Garner’s eyes narrowed as he considered the question. “You and me, we go back to the days when they’d’ve strung up anybody who even talked about them labor encampments, never mind set ’em up. Himmler killed himself when the limeys caught him. How long you reckon Yagoda’ll last once they finally stuff Trotsky and stick him next to Lenin in Red Square?”
“Twen
ty minutes,” Charlie said. “Half an hour, tops.”
“That’s how it looks to me, too—unless he’s quicker on the trigger than all the bastards gunning for him.” Garner scowled. “But what am I supposed to do about J. Edgar? Who do I get to watch this place except for the Jeebies?”
“Soldiers?” Charlie suggested. “You think the Army can’t add two and two? They’ll have a pretty good notion of what happened to Marshall, and why.”
“Maybe.” But John Nance Garner didn’t sound happy about it. “That would really take us down to South America, wouldn’t it?”
“Which would you rather have, sir? The Army protecting the President or a putsch from the head of the secret police?”
The telephone on the desk that had been Joe Steele’s for so long rang. Garner picked it up. “Yeah?” he barked, and then, “What?” His face darkened with rage. “All right, goddammit, you’ve let me know. I’ll deal with it. How? Shit, I don’t know how. I’ll work something out. Jesus God!” He slammed the handset back into place.
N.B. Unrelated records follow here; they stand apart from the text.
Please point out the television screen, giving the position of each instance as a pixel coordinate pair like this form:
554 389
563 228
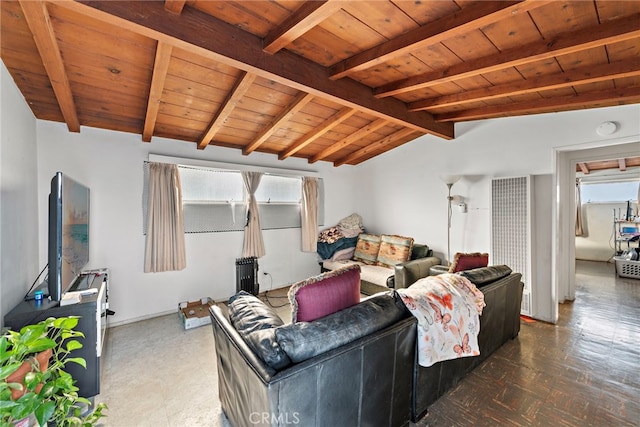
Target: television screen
68 233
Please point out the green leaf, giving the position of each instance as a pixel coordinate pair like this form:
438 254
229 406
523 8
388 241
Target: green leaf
73 345
7 370
66 322
44 412
79 360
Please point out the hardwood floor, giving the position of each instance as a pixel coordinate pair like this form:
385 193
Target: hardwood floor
583 371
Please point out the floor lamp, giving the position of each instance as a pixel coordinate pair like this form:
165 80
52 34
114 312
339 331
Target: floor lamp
449 180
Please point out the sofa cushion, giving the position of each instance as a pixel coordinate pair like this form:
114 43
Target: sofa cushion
327 293
485 275
367 248
368 273
256 322
462 261
304 340
419 251
394 250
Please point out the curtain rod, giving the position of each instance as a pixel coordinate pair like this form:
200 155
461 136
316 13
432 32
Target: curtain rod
231 166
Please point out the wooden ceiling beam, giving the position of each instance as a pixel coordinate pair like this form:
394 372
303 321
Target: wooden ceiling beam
622 165
160 68
373 146
209 37
584 75
359 134
292 109
318 131
545 105
584 168
39 22
174 6
307 16
240 87
609 32
460 22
“What was that, sir? Do I want to know?” Charlie asked.
“Those fucking pissants in the House.” Garner had been one of that number for many years, but he didn’t care now. And he had good reason not to: “They’ve introduced a motion to impeach me, the stinking dingleberries! Says I’m ‘complicit in the many high crimes and misdemeanors of the Joe Steele administration.’” He quoted the lawyerese with sour relish, even pride. “I bet Scriabin put ’em up to it, the cocksuckers.”
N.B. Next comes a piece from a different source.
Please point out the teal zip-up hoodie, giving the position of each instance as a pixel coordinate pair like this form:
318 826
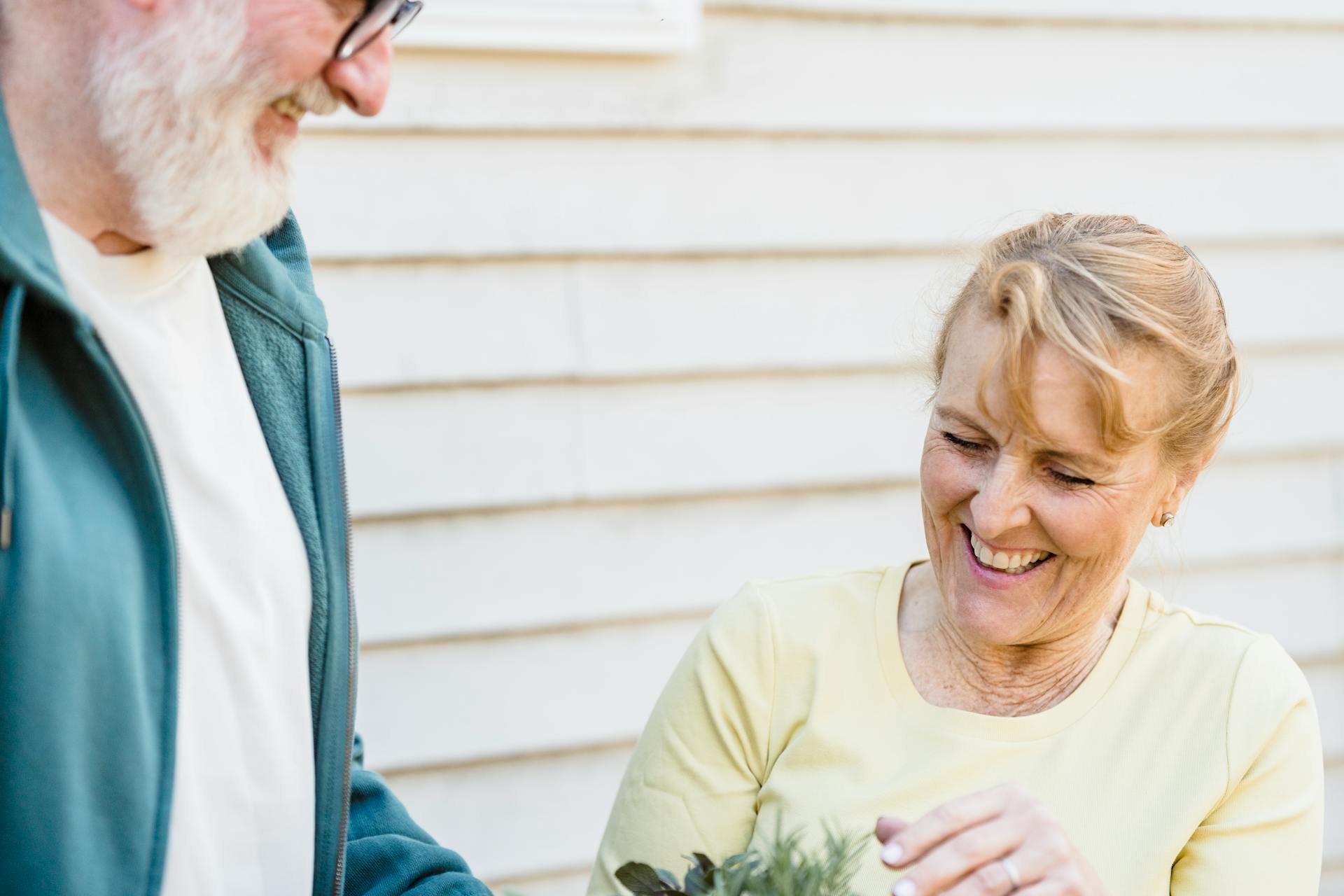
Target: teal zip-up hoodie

Charlie knew perfectly well that Joe Steele’s administration had committed high crimes and misdemeanors past counting. He also knew perfectly well that John Nance Garner wasn’t complicit in any of them. Joe Steele hadn’t let him get close enough for complicity. But the House and Senate wouldn’t care. They couldn’t put a bell on Joe Steele; he’d been too strong, and now he was too dead. Garner, both weaker and still breathing, made an easier target.